Published: 29 May 2009

Abstract

Background

3,3'-Diindolylmethane (DIM), an indole derivative produced in the stomach after the consumption of broccoli and other cruciferous vegetables, has been demonstrated to exert anti-cancer effects in both in vivo and in vitro models. We have previously determined that DIM (0 – 30 μmol/L) inhibited the growth of HT-29 human colon cancer cells in a concentration-dependent fashion. In this study, we evaluated the effects of DIM on cell cycle progression in HT-29 cells.

Methods

HT-29 cells were cultured with various concentrations of DIM (0 – 30 μmol/L) and the DNA was stained with propidium iodide, followed by flow cytometric analysis. [3H]Thymidine incorporation assays, Western blot analyses, immunoprecipitation and in vitro kinase assays for cyclin-dependent kinase (CDK) and cell division cycle (CDC)2 were conducted.

Results

The percentages of cells in the G1 and G2/M phases were dose-dependently increased and the percentages of cells in S phase were reduced within 12 h in DIM-treated cells.
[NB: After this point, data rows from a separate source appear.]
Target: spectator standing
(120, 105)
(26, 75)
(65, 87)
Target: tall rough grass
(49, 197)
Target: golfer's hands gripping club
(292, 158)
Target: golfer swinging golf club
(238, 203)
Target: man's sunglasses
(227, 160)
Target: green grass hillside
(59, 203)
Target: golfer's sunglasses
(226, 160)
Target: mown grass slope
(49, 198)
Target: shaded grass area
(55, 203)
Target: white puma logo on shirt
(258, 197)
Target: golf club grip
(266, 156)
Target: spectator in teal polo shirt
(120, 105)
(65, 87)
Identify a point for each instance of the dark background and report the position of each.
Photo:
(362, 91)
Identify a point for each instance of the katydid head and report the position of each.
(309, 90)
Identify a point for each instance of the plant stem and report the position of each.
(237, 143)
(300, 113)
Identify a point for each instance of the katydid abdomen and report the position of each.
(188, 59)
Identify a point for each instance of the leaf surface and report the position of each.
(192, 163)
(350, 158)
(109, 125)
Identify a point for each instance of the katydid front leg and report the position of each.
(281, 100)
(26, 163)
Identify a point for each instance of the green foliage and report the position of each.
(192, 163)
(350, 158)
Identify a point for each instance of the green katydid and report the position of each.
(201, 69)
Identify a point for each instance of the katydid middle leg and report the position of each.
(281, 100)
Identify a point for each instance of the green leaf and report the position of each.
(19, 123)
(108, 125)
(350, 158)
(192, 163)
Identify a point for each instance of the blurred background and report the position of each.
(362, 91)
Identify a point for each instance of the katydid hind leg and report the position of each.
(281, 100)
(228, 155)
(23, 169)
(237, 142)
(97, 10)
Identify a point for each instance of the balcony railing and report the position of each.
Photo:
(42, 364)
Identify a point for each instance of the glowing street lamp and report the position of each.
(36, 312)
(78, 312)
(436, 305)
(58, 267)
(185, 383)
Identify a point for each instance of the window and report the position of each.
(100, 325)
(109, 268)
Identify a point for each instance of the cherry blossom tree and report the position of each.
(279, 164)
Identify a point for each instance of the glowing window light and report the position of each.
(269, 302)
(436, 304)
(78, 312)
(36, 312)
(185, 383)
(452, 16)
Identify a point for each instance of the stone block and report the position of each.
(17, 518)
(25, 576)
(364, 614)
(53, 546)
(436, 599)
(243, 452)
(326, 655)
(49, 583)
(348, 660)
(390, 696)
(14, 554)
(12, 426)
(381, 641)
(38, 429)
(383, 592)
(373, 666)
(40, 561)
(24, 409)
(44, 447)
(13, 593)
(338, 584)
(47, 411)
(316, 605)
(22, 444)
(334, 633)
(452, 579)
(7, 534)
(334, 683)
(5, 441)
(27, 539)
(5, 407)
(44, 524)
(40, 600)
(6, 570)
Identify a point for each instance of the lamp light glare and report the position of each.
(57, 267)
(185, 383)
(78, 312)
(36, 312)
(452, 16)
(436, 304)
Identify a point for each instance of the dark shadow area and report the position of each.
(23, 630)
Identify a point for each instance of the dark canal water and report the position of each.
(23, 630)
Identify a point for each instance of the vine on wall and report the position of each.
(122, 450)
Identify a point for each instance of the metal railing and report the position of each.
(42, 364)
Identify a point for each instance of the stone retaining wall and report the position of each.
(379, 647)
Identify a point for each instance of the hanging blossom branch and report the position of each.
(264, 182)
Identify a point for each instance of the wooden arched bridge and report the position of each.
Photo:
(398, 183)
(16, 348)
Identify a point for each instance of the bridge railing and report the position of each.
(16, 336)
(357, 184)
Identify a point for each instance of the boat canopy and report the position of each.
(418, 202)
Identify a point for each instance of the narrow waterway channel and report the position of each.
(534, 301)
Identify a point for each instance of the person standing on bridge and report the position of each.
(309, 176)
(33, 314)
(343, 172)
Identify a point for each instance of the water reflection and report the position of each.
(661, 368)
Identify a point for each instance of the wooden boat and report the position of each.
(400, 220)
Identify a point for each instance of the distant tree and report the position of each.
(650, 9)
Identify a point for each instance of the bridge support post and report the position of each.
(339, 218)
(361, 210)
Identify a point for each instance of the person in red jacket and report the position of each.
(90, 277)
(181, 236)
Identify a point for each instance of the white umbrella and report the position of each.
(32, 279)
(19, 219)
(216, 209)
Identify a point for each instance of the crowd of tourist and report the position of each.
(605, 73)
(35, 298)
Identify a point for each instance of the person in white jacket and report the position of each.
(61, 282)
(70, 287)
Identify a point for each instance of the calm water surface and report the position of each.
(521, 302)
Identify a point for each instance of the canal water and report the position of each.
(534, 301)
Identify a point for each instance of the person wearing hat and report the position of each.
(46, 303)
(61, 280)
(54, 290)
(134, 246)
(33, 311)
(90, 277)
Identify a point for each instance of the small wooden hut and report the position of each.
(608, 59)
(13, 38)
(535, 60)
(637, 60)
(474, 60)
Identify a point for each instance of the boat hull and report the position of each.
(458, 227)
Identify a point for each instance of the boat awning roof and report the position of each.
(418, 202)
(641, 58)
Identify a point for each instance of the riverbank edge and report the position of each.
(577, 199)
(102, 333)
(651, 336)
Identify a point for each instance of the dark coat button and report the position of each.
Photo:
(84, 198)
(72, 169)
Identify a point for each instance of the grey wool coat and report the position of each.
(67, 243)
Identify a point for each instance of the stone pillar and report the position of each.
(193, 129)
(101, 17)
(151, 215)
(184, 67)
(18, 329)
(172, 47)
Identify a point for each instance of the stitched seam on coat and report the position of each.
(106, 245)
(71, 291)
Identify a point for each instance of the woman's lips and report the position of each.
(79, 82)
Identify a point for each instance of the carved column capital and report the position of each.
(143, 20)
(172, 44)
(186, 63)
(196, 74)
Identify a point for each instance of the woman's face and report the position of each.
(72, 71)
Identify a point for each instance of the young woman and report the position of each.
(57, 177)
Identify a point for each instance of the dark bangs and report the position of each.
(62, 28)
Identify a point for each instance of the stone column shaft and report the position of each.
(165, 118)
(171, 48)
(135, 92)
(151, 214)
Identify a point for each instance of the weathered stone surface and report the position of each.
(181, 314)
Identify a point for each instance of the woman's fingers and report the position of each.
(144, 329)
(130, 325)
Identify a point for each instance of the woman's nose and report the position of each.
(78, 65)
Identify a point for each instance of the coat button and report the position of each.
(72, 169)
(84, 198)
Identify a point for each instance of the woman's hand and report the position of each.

DIM also reduced DNA synthesis in a dose-dependent fashion. DIM markedly reduced CDK2 activity and the levels of phosphorylated retinoblastoma proteins (Rb) and E2F-1, and also increased the levels of hypophosphorylated Rb. DIM reduced the protein levels of cyclin A, D1, and CDK4. DIM also increased the protein levels of CDK inhibitors, p21CIP1/WAF1 and p27KIPI. In addition, DIM reduced the activity of CDC2 and the levels of CDC25C phosphatase and cyclin B1.

Conclusion

Here, we have demonstrated that DIM induces G1 and G2/M phase cell cycle arrest in HT-29 cells, and this effect may be mediated by reduced CDK activity.